Jessica Hervo / Rémi Warret « Blank »
En parcourant les pages de « Blank » on est saisi par l’étrange atmosphère qui en ressort. Les photographies de Jessica Hervo évoquent les vestiges d’un monde futur. Leur temporalité n’est pas fixée. Elles ne se laissent pas voir au présent, et sont habitées par l’idée de la ruine, d’une époque plongée dans le froid et l’obscurité. Dans cet univers désertique presque figé, un mouvement de survie se dessine : prendre la route, fuir, marcher, quitter, migrer… Les textes de Rémi Warret, tapés à la machine sur des feuilles A4, participent de la même indétermination temporelle que les photographies. Par leur contenu, ils laissent sourdre une atmosphère de crime ou de fait divers. Certains mots ou morceaux de textes ont été recouverts de typex et l’usage de cet outil presque obsolète à l’ère du traitement de texte, tout comme celui de la machine à écrire, donne à ces pages un caractère archaïque.
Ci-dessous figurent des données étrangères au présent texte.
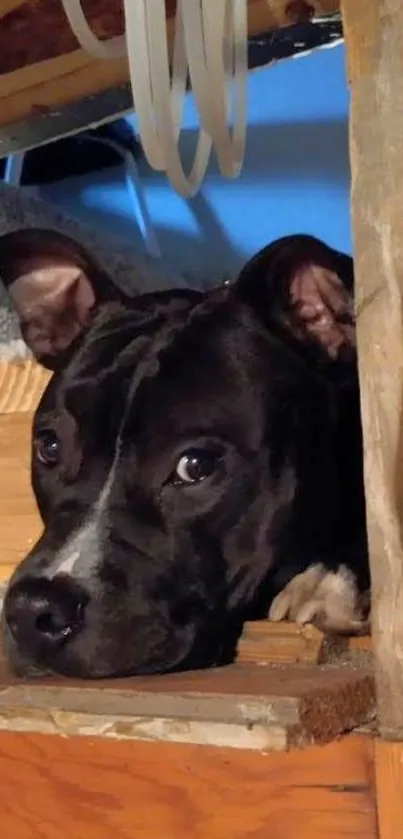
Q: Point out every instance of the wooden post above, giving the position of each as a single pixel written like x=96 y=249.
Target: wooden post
x=374 y=39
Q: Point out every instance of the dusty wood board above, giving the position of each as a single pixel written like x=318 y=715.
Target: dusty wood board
x=21 y=386
x=151 y=790
x=310 y=704
x=374 y=40
x=265 y=642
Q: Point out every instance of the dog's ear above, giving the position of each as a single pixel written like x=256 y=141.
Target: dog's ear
x=303 y=289
x=55 y=286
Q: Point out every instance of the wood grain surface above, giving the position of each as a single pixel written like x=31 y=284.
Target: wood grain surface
x=42 y=68
x=389 y=786
x=20 y=524
x=86 y=788
x=374 y=40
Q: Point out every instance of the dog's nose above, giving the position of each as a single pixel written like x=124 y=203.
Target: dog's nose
x=42 y=614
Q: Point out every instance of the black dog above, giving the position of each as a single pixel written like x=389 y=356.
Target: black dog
x=196 y=460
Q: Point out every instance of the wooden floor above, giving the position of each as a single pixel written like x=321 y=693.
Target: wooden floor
x=89 y=788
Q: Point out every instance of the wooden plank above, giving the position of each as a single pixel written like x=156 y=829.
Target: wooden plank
x=265 y=642
x=302 y=705
x=43 y=72
x=102 y=789
x=374 y=38
x=21 y=386
x=20 y=524
x=389 y=785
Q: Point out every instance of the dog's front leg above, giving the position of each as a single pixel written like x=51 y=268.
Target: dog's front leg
x=328 y=598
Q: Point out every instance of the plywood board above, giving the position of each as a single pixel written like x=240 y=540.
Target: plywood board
x=100 y=789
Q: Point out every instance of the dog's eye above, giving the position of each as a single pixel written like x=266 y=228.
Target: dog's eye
x=195 y=465
x=47 y=448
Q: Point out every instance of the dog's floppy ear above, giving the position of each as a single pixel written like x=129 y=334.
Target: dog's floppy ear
x=303 y=289
x=55 y=286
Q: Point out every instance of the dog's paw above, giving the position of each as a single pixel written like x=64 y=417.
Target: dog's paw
x=329 y=599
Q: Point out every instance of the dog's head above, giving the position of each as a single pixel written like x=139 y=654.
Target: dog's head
x=171 y=453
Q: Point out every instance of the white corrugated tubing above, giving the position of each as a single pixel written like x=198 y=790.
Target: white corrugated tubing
x=209 y=45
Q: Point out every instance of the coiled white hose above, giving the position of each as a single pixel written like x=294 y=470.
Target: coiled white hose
x=210 y=44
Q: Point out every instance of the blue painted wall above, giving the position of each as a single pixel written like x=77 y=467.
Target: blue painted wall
x=295 y=177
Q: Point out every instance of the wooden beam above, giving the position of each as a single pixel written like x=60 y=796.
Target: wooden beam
x=41 y=67
x=374 y=39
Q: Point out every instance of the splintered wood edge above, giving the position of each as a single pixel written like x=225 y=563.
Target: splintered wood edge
x=266 y=642
x=21 y=385
x=277 y=710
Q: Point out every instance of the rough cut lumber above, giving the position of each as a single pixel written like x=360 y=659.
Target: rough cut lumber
x=21 y=386
x=266 y=642
x=374 y=38
x=42 y=68
x=102 y=788
x=245 y=706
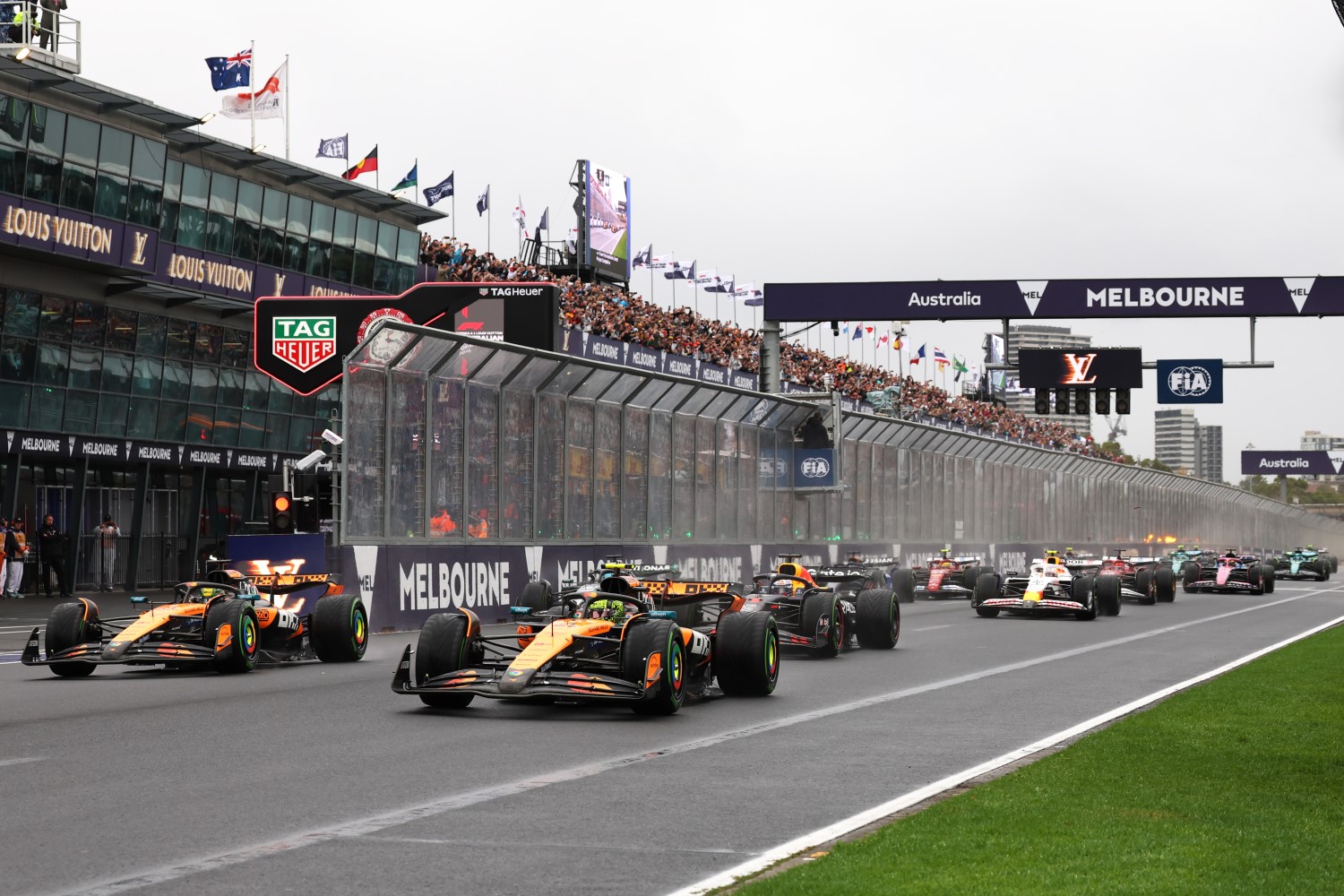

Le geste humain qui les a produits reste visible et amène avec lui ses questions : qui, quand ? Les fragments de textes restants laissent entrevoir une combinatoire de différentes formes de rédaction : fiche administrative, récit, fiction, liste. On se demande alors de quel type relèverait l’effacement. S’agit-il de censure, de palimpseste, de falsification, ou du simple passage du temps ? C’est en tout cas cet aspect lacunaire qui est le plus propice à nous guider dans la perception de « Blank ». On pressent ici une tentative de recomposition, de reconstitution d’un ensemble, comme s’il s’agissait de recoller les morceaux d’une histoire passée, ou cassée. Certaines photographies ont volontairement été placées sur d’autres morceaux de texte, les recouvrant partiellement, et semblant dire de manière pressante « mais regardez donc ! », comme autant de pièces à conviction. On pense à un dossier « rouvert », à une ancienne énigme non résolue ressortie des archives, on oscille entre enquête et contre-enquête. La réécriture du texte par effacement et recouvrement ne serait alors que la réaffirmation d’une preuve qui est déjà dans les images. Preuve écrasante s’il en est. Pour aller plus avant dans ce travail, on imagine ce qu’il en serait de ce subtil équilibre, dans lequel le sens semble naître du manque, si la photographie avait elle aussi ses propres zones d’effacement, imposées ou non par le texte. Et l’une des questions que ce projet pourrait alors susciter est celle de la fiabilité des images, à nouveau posée à l’heure de leur circulation accélérée sur le Web.

 

Laura Caraballo / Julia Milward « Angoisse »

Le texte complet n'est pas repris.